In the game of Rollerball, various other games (football, roller derby, motocross racing, etc.) that once represented tests of skill and strategy rather than contests of mere physical violence, are combined into a hybrid format that not only permits, but eventually devolves into requiring, unmitigated and un-penalized maiming and killing. The degradation of the sport into a barely-disguised version of the death battles between Roman gladiators and wild animals, is, as it was in ancient Rome, intended not only to pacify (“entertain”) the public masses, but also to pound home the brain-washing message that the government – which appears in this movie in the form of 6 major multinational corporations and the Rollerball teams that they respectively “sponsor” and control – is in control of all human activity and that individualism is subversive and thus forbidden and subjected to capital punishment. The protagonist, a kind of Peyton Manning-like figure, is ordered by his employer-corporation to retire from the sport in order to further certain corporate interests, and, when he refuses and persists in playing on through the championship playoffs, he is targeted for destruction – to be enforced via rules changes and bounties.

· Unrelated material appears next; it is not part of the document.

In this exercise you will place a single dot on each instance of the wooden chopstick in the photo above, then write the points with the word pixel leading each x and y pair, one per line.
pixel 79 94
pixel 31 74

Several overarching points developed or suggested by the movie are pertinent to the current controversy over bounties set up by the former defensive coach of the New Orleans Saints, including these: (1) True sport is entertaining because the public craves and appreciates excellence and inspiration – for all but the most warped individuals, it is much more enjoyable for, say, a Green Bay Packers fan to watch Brett Favre make spectacular, successful plays against the Chicago Bears than it is for a Chicago Bears fan to watch Brett Favre get knocked out of the game by a bounty-hunting defensive lineman applying a vicious, illegal hit; and (2) it is demoralizing and de-humanizing, not only for the fans, but for the bounty-hunting players who are incentivized into playing dirty football, for a professional sports league to be reduced to the level of producing the sporting equivalent of “snuff films” for the supposed entertainment of the public. (In Rollerball, the fans eventually are bored and sickened by watching their teams being literally killed in the course of a game.)
The larger point here, is not a question of whether there is hypocrisy involved in commercializing the playing of an inherently vicious and violent sport and then professing shock at the viciousness and violence of the game and placing limits upon the amount of viciousness that will be tolerated. Clearly, this is not a time to hear from defensive players complaining that they were taught to play in a vicious manner and now they do not know how to restrain some – but not all – of their native (or developed) viciousness.
The point here is not to engage in piling-on with another lecture about the degradation of American culture. The point is that the future commercial success of pro football will be threatened, if the bounty practice is not strictly outlawed and harshly penalized. We already know what happens when sporting thugs are encouraged rather than restrained: the relatively un-scripted version is called hockey, and the version that involves scripting rather than spontaneity is called professional wrestling. Neither of those sports has a following that even remotely approximates that of professional football, and the reason is pretty clear: football, though violent, continues to feature extreme levels of skill and extreme levels of strategy, and the violence is sufficiently controlled that the skill and strategy remain key.
Eventually, all but the sickies and wackos grow tired of watching extreme, unlimited violence, and football is running a huge risk if it does not act in a swift and sure manner to maintain its broad commercial appeal by protecting the essential integrity of the game. Intentionally injuring an opponent is not just wrong, it is socially and commercially stupid, and when people with power in our society condone or encourage it, that makes all of us less free. Among those who are induced to give up a part of their freedom are the football players themselves, most of whom apparently would prefer to have the privilege of playing the game with integrity and a decent respect for their fellow competitors.